Yao Zhiyu, Wang Yunbo, Wu Haixu, Wang Jianmin, Long Mingsheng
IEEE Trans Pattern Anal Mach Intell. 2023 Nov;45(11):13281-13296. doi: 10.1109/TPAMI.2023.3293145. Epub 2023 Oct 3.
Learning predictive models for unlabeled spatiotemporal data is challenging in part because visual dynamics can be highly entangled, especially in real scenes. In this paper, we refer to the multi-modal output distribution of predictive learning as spatiotemporal modes. We find an experimental phenomenon named spatiotemporal mode collapse (STMC) on most existing video prediction models, that is, features collapse into invalid representation subspaces due to the ambiguous understanding of mixed physical processes. We propose to quantify STMC and explore its solution for the first time in the context of unsupervised predictive learning. To this end, we present ModeRNN, a decoupling-aggregation framework that has a strong inductive bias of discovering the compositional structures of spatiotemporal modes between recurrent states. We first leverage a set of dynamic slots with independent parameters to extract individual building components of spatiotemporal modes. We then perform a weighted fusion of slot features to adaptively aggregate them into a unified hidden representation for recurrent updates. Through a series of experiments, we show high correlation between STMC and the fuzzy prediction results of future video frames. Besides, ModeRNN is shown to better mitigate STMC and achieve the state of the art on five video prediction datasets.
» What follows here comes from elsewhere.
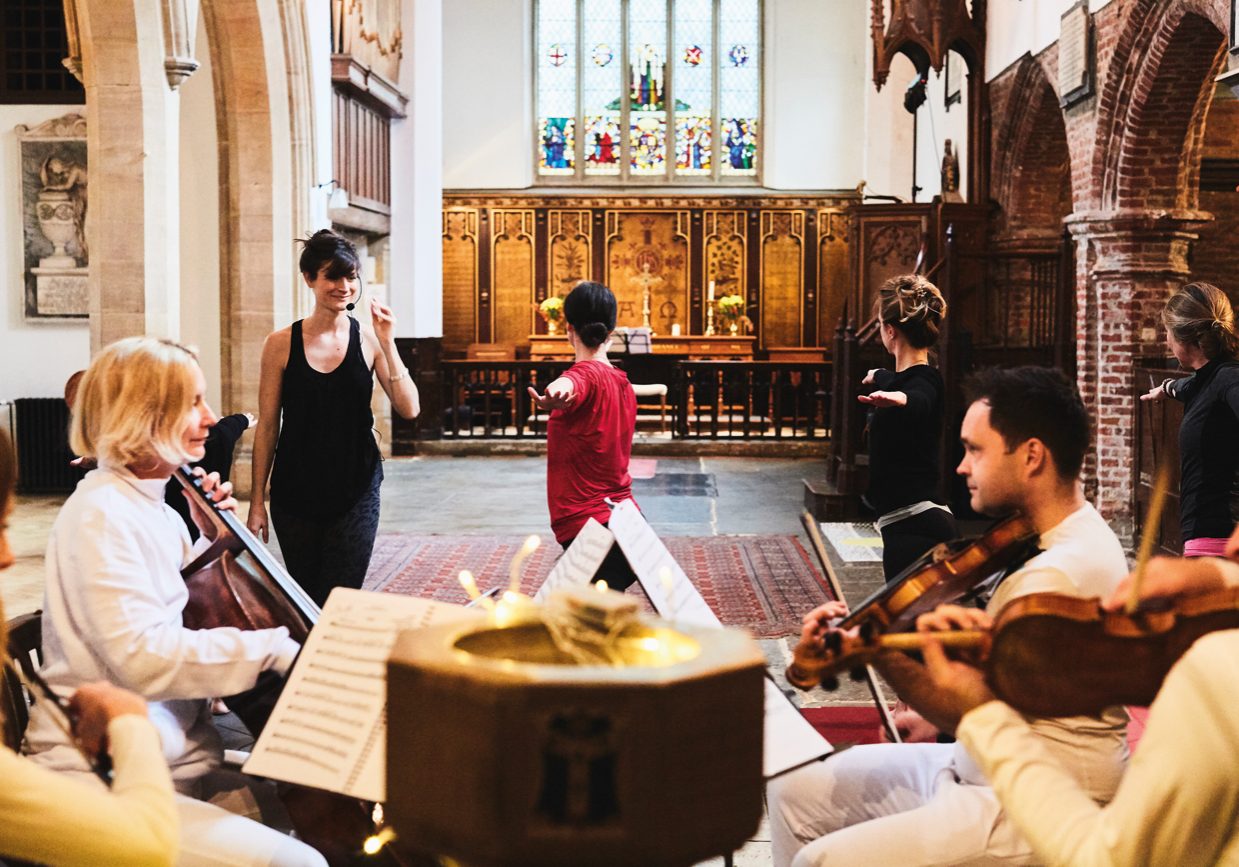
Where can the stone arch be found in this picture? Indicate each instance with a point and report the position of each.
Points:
(1032, 166)
(131, 226)
(1147, 151)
学习未标记的时空数据的预测模型具有挑战性,部分原因是视觉动态可能高度纠缠,尤其是在真实场景中。在本文中,我们将预测学习的多模态输出分布称为时空模式。我们在大多数现有的视频预测模型上发现了一种名为时空模式崩溃(STMC)的实验现象,即由于对混合物理过程的模糊理解,特征会崩溃到无效的表示子空间中。我们首次提出在无监督预测学习的背景下量化STMC并探索其解决方案。为此,我们提出了ModeRNN,这是一个解耦聚合框架,在循环状态之间发现时空模式的组成结构方面具有很强的归纳偏差。我们首先利用一组具有独立参数的动态插槽来提取时空模式的各个构建组件。然后,我们对插槽特征进行加权融合,以自适应地将它们聚合为一个统一的隐藏表示,用于循环更新。通过一系列实验,我们展示了STMC与未来视频帧的模糊预测结果之间的高度相关性。此外,ModeRNN被证明能更好地缓解STMC,并在五个视频预测数据集上达到了当前最优水平。